Predicting sexually transmitted infections among men who have sex with men in Zimbabwe using deep learning and

Owen Mugurungi1, Elliot Mbunge2, Rutendo Birri-Makota3

  • 1AIDS and TB Programme, Ministry of Health and Child Care, AIDS & TB Programme, Harare, Zimbabwe.

PLOS Digital Health
|July 3, 2024
PubMed

Insights

Machine learning models accurately predict sexually transmitted infections (STIs) in men who have sex with men (MSM).
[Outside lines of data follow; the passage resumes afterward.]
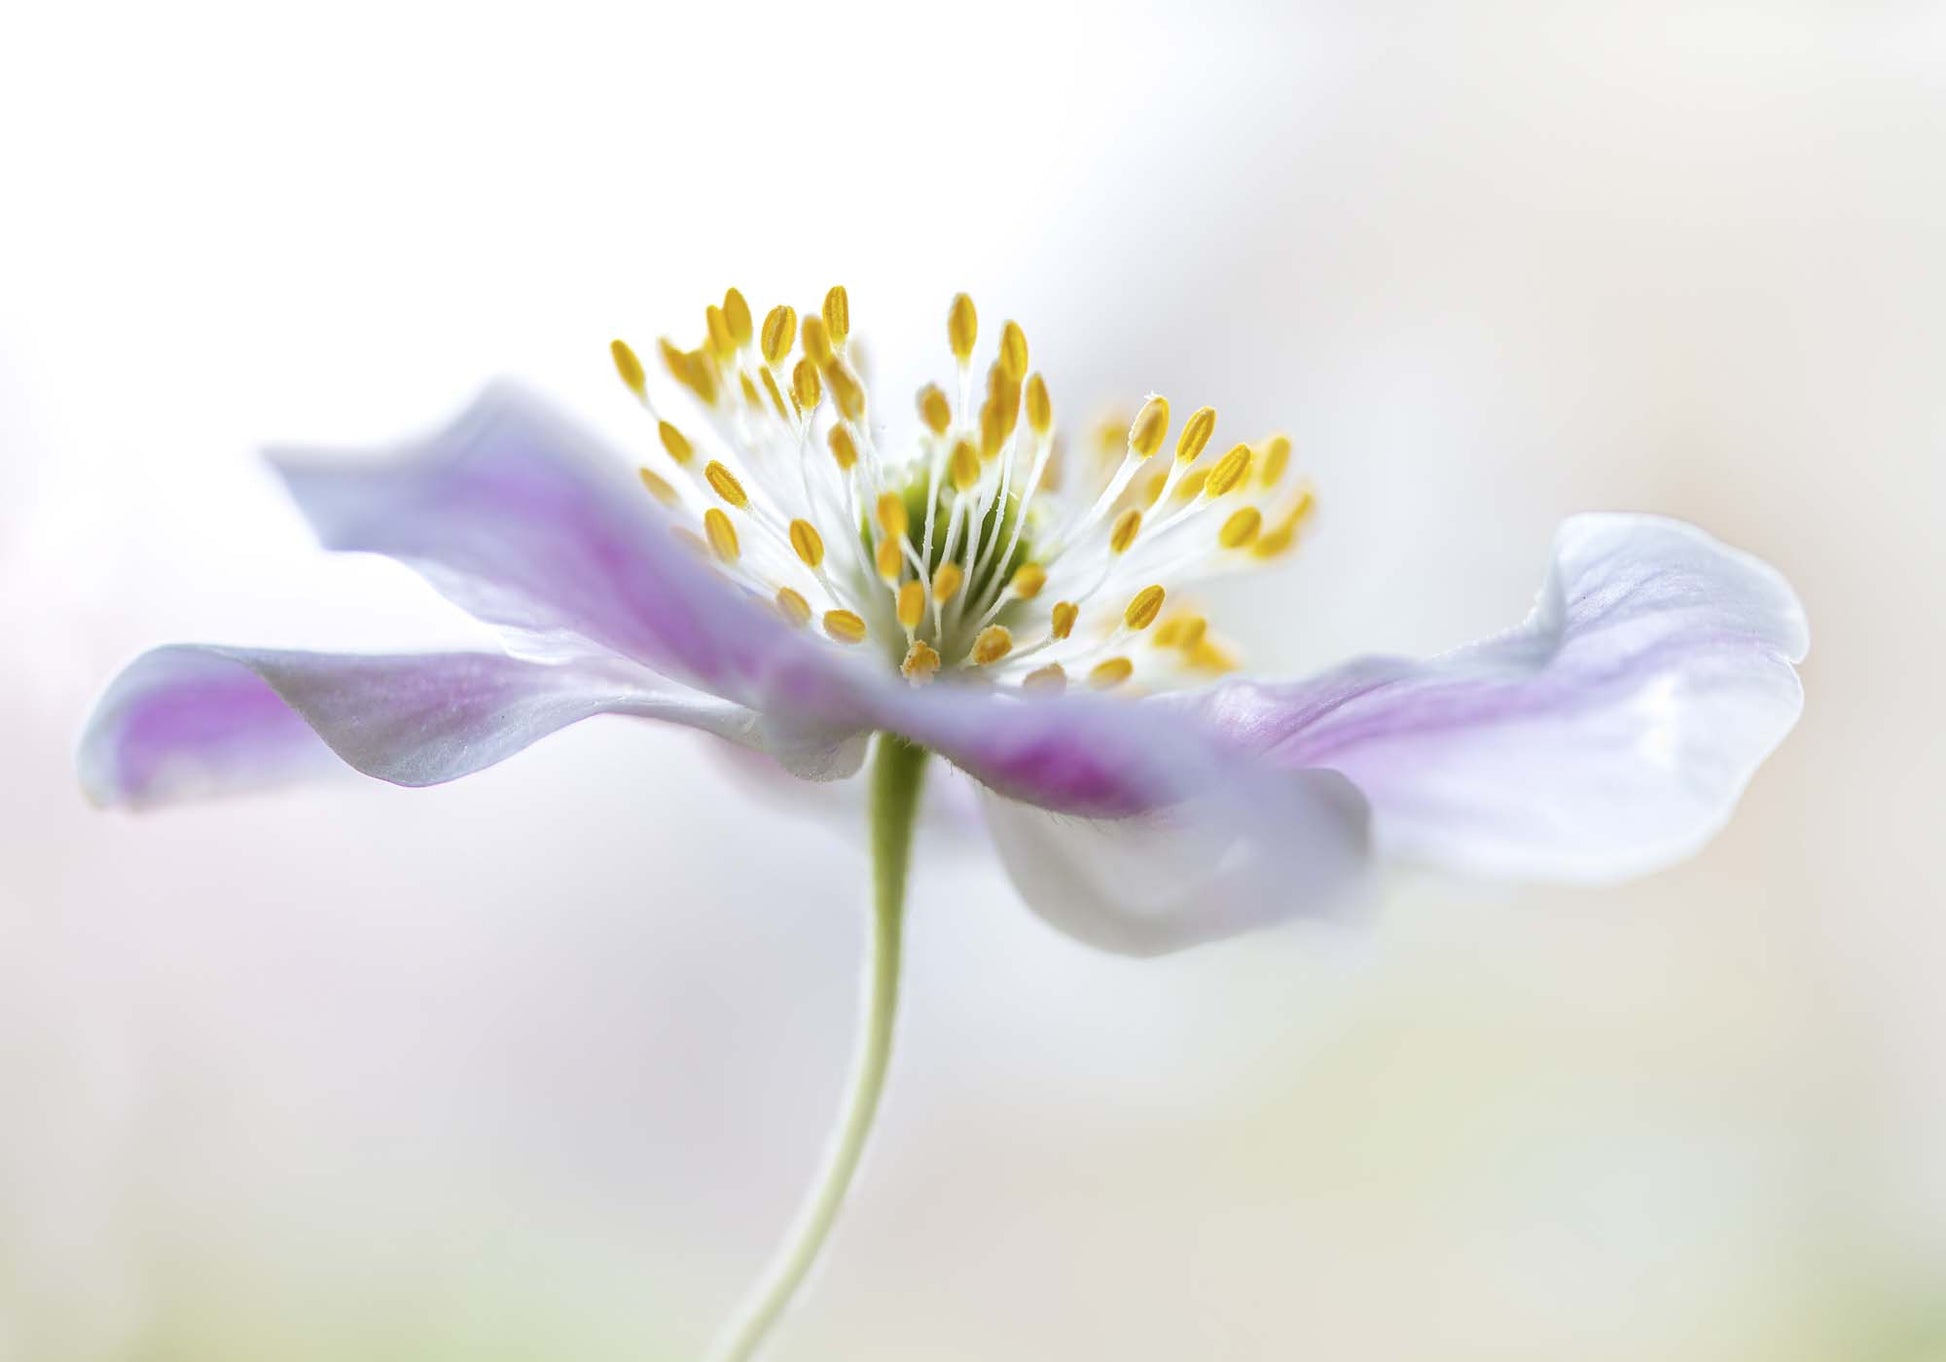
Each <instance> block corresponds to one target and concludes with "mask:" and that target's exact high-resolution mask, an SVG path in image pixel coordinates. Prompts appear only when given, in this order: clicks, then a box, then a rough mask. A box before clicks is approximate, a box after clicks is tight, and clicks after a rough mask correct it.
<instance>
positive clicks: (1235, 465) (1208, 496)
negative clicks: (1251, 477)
mask: <svg viewBox="0 0 1946 1362" xmlns="http://www.w3.org/2000/svg"><path fill="white" fill-rule="evenodd" d="M1249 459H1251V453H1249V446H1247V444H1240V446H1238V448H1234V449H1232V451H1230V453H1226V455H1224V457H1220V459H1218V461H1216V467H1214V469H1210V477H1208V483H1205V484H1203V494H1205V496H1208V498H1212V500H1214V498H1218V496H1224V494H1226V492H1232V490H1236V486H1238V484H1240V483H1242V481H1243V479H1245V477H1247V475H1249Z"/></svg>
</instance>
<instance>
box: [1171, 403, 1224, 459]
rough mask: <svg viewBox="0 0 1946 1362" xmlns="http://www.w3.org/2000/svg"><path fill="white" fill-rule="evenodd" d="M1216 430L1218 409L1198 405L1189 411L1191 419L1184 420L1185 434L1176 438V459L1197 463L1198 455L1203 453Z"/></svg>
mask: <svg viewBox="0 0 1946 1362" xmlns="http://www.w3.org/2000/svg"><path fill="white" fill-rule="evenodd" d="M1214 432H1216V409H1214V407H1197V409H1195V411H1193V412H1189V420H1185V422H1183V434H1179V436H1177V438H1175V461H1177V463H1195V461H1197V455H1199V453H1203V446H1207V444H1208V442H1210V436H1212V434H1214Z"/></svg>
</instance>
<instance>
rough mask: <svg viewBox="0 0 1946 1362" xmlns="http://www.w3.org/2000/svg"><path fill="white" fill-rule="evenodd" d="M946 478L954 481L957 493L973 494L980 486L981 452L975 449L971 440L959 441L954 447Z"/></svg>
mask: <svg viewBox="0 0 1946 1362" xmlns="http://www.w3.org/2000/svg"><path fill="white" fill-rule="evenodd" d="M946 477H948V479H950V481H952V484H954V490H955V492H971V490H973V488H975V486H979V451H977V449H973V442H971V440H959V442H957V444H955V446H954V453H952V459H950V461H948V465H946Z"/></svg>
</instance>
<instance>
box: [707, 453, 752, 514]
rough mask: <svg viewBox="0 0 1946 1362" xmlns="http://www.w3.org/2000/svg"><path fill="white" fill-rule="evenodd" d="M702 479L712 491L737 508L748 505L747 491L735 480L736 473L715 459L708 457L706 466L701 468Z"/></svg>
mask: <svg viewBox="0 0 1946 1362" xmlns="http://www.w3.org/2000/svg"><path fill="white" fill-rule="evenodd" d="M703 481H704V483H708V484H710V490H712V492H716V494H718V496H720V498H724V500H726V502H730V504H732V506H736V508H738V510H743V508H745V506H749V492H745V490H743V484H741V483H738V481H736V473H732V471H730V469H726V467H724V465H720V463H718V461H716V459H710V463H708V467H704V469H703Z"/></svg>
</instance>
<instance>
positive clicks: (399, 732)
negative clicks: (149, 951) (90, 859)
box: [78, 646, 755, 806]
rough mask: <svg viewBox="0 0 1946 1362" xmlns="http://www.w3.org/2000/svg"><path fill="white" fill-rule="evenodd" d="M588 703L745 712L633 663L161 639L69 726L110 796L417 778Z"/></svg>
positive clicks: (545, 728) (735, 704)
mask: <svg viewBox="0 0 1946 1362" xmlns="http://www.w3.org/2000/svg"><path fill="white" fill-rule="evenodd" d="M594 714H634V716H640V718H662V720H673V722H677V724H689V726H693V728H703V730H706V732H712V734H716V735H720V737H728V739H732V741H745V743H747V741H755V718H753V716H751V714H749V710H743V708H739V706H736V704H730V702H726V700H718V699H714V697H706V695H699V693H695V691H687V689H683V687H675V685H671V683H666V681H662V679H660V677H656V675H652V673H646V671H642V669H640V667H629V669H627V671H625V669H621V667H617V665H609V667H595V665H545V663H533V662H522V660H518V658H506V656H500V654H465V652H461V654H418V656H393V658H383V656H372V658H362V656H333V654H309V652H261V650H245V648H198V646H175V648H158V650H156V652H150V654H144V656H142V658H138V660H136V662H134V663H132V665H128V669H126V671H123V673H121V675H119V677H117V679H115V683H113V685H111V687H109V691H107V695H105V697H103V699H101V704H99V706H97V708H95V714H93V718H90V722H88V728H86V730H84V734H82V743H80V755H78V765H80V772H82V786H84V788H86V790H88V794H90V798H91V800H95V802H97V804H111V806H113V804H125V806H150V804H162V802H169V800H179V798H191V796H204V794H226V792H232V790H247V788H259V786H269V784H284V782H290V780H300V778H306V776H319V774H327V772H331V771H335V769H337V767H339V763H341V761H342V763H346V765H350V767H354V769H356V771H362V772H364V774H368V776H378V778H381V780H391V782H393V784H407V786H424V784H438V782H442V780H451V778H455V776H463V774H469V772H473V771H481V769H485V767H490V765H494V763H496V761H504V759H506V757H512V755H514V753H518V751H520V749H523V747H525V745H527V743H531V741H535V739H537V737H543V735H547V734H551V732H555V730H559V728H564V726H568V724H574V722H578V720H584V718H590V716H594ZM333 753H335V759H333Z"/></svg>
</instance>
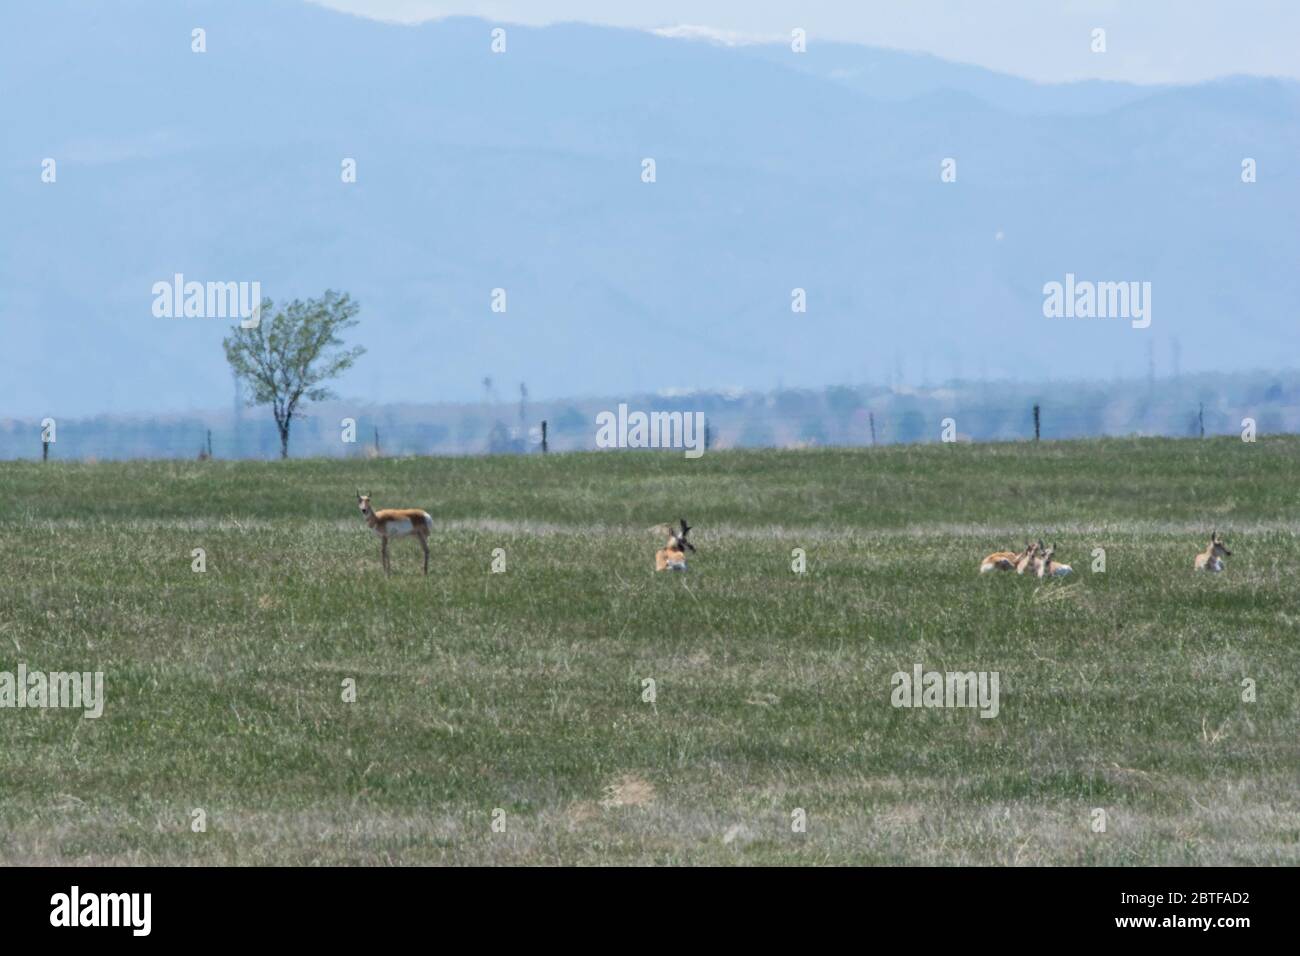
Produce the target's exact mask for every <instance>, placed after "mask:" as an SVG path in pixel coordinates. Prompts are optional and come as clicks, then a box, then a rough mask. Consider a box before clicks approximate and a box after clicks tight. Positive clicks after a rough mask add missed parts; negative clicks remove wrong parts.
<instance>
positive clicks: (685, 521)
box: [654, 518, 695, 571]
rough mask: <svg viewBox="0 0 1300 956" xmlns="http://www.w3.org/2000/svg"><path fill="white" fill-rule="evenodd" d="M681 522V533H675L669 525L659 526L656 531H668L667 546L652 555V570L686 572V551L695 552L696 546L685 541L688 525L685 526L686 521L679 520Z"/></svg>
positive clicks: (684, 518)
mask: <svg viewBox="0 0 1300 956" xmlns="http://www.w3.org/2000/svg"><path fill="white" fill-rule="evenodd" d="M679 520H680V522H681V531H675V529H673V527H672V525H671V524H667V525H666V524H660V525H659V527H658V528H656V531H662V529H667V531H668V544H667V545H664V546H663V548H660V549H659V550H658V551H655V553H654V570H655V571H685V570H686V551H693V550H695V546H694V545H693V544H690V541H688V540H686V535H689V533H690V525H689V524H686V519H685V518H681V519H679Z"/></svg>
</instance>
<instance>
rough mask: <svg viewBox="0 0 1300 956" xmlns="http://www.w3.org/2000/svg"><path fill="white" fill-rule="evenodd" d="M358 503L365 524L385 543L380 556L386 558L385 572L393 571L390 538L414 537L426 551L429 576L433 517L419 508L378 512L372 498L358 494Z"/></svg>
mask: <svg viewBox="0 0 1300 956" xmlns="http://www.w3.org/2000/svg"><path fill="white" fill-rule="evenodd" d="M356 503H357V506H359V507H360V509H361V514H363V515H365V523H367V524H369V525H370V527H372V528H373V529H374V533H376V535H378V536H380V538H381V540H382V541H383V546H382V548H381V549H380V555H381V557H382V558H383V572H385V574H387V572H390V571H391V568H390V567H389V538H390V537H406V536H408V535H413V536H415V540H416V541H419V542H420V546H421V548H422V549H424V572H425V574H429V532H430V531H433V515H430V514H429V512H428V511H421V510H420V509H417V507H390V509H383V510H382V511H376V510H374V509H372V507H370V496H369V494H361V492H360V489H357V492H356Z"/></svg>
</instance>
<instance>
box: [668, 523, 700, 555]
mask: <svg viewBox="0 0 1300 956" xmlns="http://www.w3.org/2000/svg"><path fill="white" fill-rule="evenodd" d="M677 520H679V522H681V531H672V528H671V527H669V528H668V542H669V544H671V545H672V546H673V549H675V550H679V551H693V550H695V546H694V545H693V544H690V541H688V540H686V535H689V533H690V525H689V524H686V519H685V518H679V519H677Z"/></svg>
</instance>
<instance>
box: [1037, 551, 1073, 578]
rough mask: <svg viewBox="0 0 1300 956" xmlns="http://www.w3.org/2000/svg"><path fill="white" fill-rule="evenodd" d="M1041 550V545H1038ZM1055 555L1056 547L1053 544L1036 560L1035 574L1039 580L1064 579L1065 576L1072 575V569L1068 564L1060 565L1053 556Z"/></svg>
mask: <svg viewBox="0 0 1300 956" xmlns="http://www.w3.org/2000/svg"><path fill="white" fill-rule="evenodd" d="M1039 546H1040V548H1041V545H1039ZM1054 554H1056V545H1054V544H1053V545H1052V546H1050V548H1048V549H1047V550H1045V551H1043V553H1041V554H1040V555H1039V558H1037V574H1039V578H1065V576H1066V575H1067V574H1074V568H1073V567H1070V566H1069V564H1062V563H1061V562H1060V561H1057V559H1056V558H1054V557H1053V555H1054Z"/></svg>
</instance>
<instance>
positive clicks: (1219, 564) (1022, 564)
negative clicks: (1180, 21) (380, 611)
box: [356, 489, 1232, 578]
mask: <svg viewBox="0 0 1300 956" xmlns="http://www.w3.org/2000/svg"><path fill="white" fill-rule="evenodd" d="M356 503H357V507H360V509H361V514H363V515H364V516H365V523H367V524H369V525H370V529H372V531H374V533H376V535H378V536H380V541H381V542H382V545H381V549H380V557H381V558H382V561H383V570H385V571H391V567H390V566H389V540H390V538H394V537H413V538H415V540H416V541H419V542H420V548H421V549H424V572H425V574H429V532H432V531H433V515H430V514H429V512H428V511H421V510H420V509H416V507H393V509H381V510H380V511H376V510H374V509H373V507H370V496H369V494H361V492H360V489H357V492H356ZM679 524H680V527H673V525H671V524H658V525H655V527H654V528H651V531H654V532H658V533H660V535H662V533H664V532H667V535H668V541H667V544H664V546H663V548H660V549H659V550H658V551H655V554H654V570H655V571H685V570H686V551H694V550H695V546H694V545H693V544H690V541H688V540H686V535H689V533H690V525H689V524H686V519H685V518H681V519H679ZM1225 557H1229V558H1230V557H1232V551H1230V550H1229V549H1227V548H1226V546H1225V544H1223V541H1222V538H1219V536H1218V531H1216V532H1214V533H1212V535H1210V542H1209V545H1208V546H1206V548H1205V550H1204V551H1200V553H1197V555H1196V559H1195V561H1193V563H1192V566H1193V567H1195V568H1196V570H1197V571H1222V570H1223V558H1225ZM979 570H980V574H984V572H988V571H1015V574H1018V575H1023V574H1034V575H1037V576H1039V578H1062V576H1065V575H1067V574H1070V572H1071V571H1073V570H1074V568H1071V567H1070V566H1069V564H1063V563H1061V562H1060V561H1057V559H1056V545H1054V544H1053V545H1052V546H1050V548H1045V546H1044V545H1043V541H1041V540H1039V541H1036V542H1026V545H1024V550H1022V551H993V553H992V554H989V555H988V557H987V558H984V561H982V562H980V566H979Z"/></svg>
Multilayer perceptron (MLP) showed the highest accuracy, aiding in identifying high-risk individuals for improved STI surveillance and screening.

Area of Science:

  • Public Health
  • Infectious Diseases
  • Machine Learning in Healthcare

Background:

  • Sexually transmitted infections (STIs) pose a significant global health challenge, particularly among men who have sex with men (MSM).
  • Contributing factors include unprotected sex, multiple partners, stigma, substance use, and limited access to screening and care.
  • Predictive modeling can enhance early detection and intervention strategies for STIs in vulnerable populations.

Purpose of the Study:

  • To apply and compare machine learning models for predicting STIs among MSM using bio-behavioural survey data.
  • To identify key demographic and behavioral predictors associated with STI risk in this population.
  • To evaluate the performance of Multilayer Perceptron (MLP), XGBoost, and ExtraTrees models in STI prediction.

Main Methods:

  • Utilized bio-behavioural survey (BBS) data from 1538 MSM in Zimbabwe.
  • Employed Multilayer Perceptron (MLP), Extremely Randomized Trees (ExtraTrees), and XGBoost machine learning models.
  • Applied Synthetic Minority Oversampling Technique (SMOTE) for class imbalance and logistic regression for predictor identification.

Main Results:

  • MLP achieved the highest accuracy (87.54%), recall (97.29%), precision (89.64%), F1-Score (93.31%), and AUC (66.78%).
  • XGBoost and ExtraTrees also demonstrated strong predictive performance, with accuracies of 86.51% and 85.47%, respectively.
  • Age, cohabitation, education, and employment status were identified as significant predictors of STIs among MSM.

Conclusions:

  • Machine learning models, particularly MLP, are effective tools for predicting STIs in MSM populations.
  • These models can significantly aid in identifying high-risk individuals for targeted STI surveillance and screening.
  • Improved prediction tools can lead to better health outcomes and more effective public health interventions for MSM.